[Python/C++] `S3FileSystem` slow to deserialize due to AWS rule engine JSON parsing #40279

fjetter · 2024-02-28T16:34:39Z

Describe the bug, including details regarding any error messages, version, and platform.

Deserializing a pickled S3FileSystem instance is surprisingly slow

import boto3
from pyarrow.fs import S3FileSystem

# Going via boto is not strictly necessary but setting all the keys and tokens already avoids one HTTP request during init
session = boto3.session.Session()
credentials = session.get_credentials()

fs = S3FileSystem(
    secret_key=credentials.secret_key,
    access_key=credentials.access_key,
    region="us-east-2",
    session_token=credentials.token,
)
# Note: This can also be seen by using just S3FileSystem() but this then posts one HTTP request and I want to emphasize the slow json parser, see below

%timeit pickle.loads(pickle.dumps(fs))

takes 1.01 ms ± 153 µs per loop on my machine

Looking at a py-spy profile shows that most of the time is spent in some internal JSON parsing.
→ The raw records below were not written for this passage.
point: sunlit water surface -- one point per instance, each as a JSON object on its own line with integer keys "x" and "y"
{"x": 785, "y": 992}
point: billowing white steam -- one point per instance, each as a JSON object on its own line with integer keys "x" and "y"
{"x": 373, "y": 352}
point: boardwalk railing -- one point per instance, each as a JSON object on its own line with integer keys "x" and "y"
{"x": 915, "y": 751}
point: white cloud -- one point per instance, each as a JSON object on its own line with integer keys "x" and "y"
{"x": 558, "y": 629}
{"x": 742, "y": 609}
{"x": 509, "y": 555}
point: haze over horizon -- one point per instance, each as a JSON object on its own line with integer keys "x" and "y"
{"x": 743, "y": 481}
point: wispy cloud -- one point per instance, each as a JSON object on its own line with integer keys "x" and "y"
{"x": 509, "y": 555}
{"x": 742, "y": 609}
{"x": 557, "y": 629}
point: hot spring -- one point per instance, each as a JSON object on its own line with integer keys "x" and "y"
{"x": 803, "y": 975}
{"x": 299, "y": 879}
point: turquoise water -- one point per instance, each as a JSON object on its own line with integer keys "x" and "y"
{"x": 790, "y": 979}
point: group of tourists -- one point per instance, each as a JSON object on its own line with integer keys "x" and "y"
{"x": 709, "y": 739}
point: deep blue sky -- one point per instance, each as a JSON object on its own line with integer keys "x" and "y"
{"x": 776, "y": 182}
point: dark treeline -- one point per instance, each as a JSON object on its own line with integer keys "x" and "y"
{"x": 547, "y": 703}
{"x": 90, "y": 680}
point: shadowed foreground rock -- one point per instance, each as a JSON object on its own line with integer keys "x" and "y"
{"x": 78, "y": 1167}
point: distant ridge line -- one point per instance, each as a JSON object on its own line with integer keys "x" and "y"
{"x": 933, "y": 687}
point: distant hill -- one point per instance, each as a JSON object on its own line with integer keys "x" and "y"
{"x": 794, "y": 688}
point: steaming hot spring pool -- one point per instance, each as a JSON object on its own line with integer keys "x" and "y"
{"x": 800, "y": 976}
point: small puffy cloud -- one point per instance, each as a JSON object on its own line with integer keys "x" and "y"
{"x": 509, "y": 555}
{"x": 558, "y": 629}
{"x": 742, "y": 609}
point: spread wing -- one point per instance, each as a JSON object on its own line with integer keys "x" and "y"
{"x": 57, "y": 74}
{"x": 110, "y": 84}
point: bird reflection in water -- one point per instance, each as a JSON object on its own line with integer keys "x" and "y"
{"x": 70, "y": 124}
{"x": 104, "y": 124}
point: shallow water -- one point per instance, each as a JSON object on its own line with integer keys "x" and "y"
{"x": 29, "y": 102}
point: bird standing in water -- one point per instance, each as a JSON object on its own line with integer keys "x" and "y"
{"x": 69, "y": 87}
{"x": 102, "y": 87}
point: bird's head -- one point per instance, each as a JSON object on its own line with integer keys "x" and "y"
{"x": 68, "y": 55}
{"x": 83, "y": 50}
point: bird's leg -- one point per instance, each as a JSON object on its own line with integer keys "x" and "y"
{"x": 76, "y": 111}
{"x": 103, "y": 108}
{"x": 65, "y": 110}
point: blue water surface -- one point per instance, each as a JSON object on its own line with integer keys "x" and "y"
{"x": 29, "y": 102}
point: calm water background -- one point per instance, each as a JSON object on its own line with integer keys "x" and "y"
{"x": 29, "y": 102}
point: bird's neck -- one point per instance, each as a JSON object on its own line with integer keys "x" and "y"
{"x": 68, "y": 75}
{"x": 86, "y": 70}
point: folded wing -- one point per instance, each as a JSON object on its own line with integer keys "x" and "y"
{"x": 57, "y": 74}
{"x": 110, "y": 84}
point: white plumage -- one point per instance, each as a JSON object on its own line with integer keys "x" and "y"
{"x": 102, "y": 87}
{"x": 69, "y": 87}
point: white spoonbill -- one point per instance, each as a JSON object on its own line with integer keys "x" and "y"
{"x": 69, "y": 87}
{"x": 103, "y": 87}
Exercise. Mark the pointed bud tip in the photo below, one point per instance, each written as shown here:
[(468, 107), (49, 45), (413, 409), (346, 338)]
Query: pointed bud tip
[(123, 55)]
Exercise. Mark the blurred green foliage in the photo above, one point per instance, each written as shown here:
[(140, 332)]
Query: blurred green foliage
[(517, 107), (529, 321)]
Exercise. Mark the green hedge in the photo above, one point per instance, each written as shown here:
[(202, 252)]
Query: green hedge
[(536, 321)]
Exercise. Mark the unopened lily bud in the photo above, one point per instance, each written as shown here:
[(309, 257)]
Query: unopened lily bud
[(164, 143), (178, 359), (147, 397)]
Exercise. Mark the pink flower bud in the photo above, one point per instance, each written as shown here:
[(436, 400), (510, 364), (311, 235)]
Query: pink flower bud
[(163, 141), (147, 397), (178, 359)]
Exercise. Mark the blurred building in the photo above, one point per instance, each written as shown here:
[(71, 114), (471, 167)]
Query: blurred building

Is there a way to avoid this?

Component(s)

Python

The text was updated successfully, but these errors were encountered:

jorisvandenbossche · 2024-02-29T15:17:52Z

cc @pitrou

pitrou · 2024-02-29T16:17:04Z

Looking at a py-spy profile shows that most of the time is spent in some internal JSON parsing. Is there a way to avoid this?

I have no idea. S3 configuration mechanisms are still a mystery to me.

pitrou · 2024-02-29T16:33:55Z

Similar observations here:

>>> %timeit s = S3FileSystem()
1.29 ms ± 1.27 µs per loop (mean ± std. dev. of 7 runs, 1,000 loops each)
>>> %timeit s = S3FileSystem(anonymous=True)
1.29 ms ± 5.52 µs per loop (mean ± std. dev. of 7 runs, 1,000 loops each)
>>> %timeit s = S3FileSystem(anonymous=True, region='eu-west-1')
1.29 ms ± 4.86 µs per loop (mean ± std. dev. of 7 runs, 1,000 loops each)

pitrou · 2024-02-29T17:25:29Z

@fjetter Is it the repeated cost that bothers you? As in, if only the first S3FileSystem instantiation in a Python process was slow, would you mind?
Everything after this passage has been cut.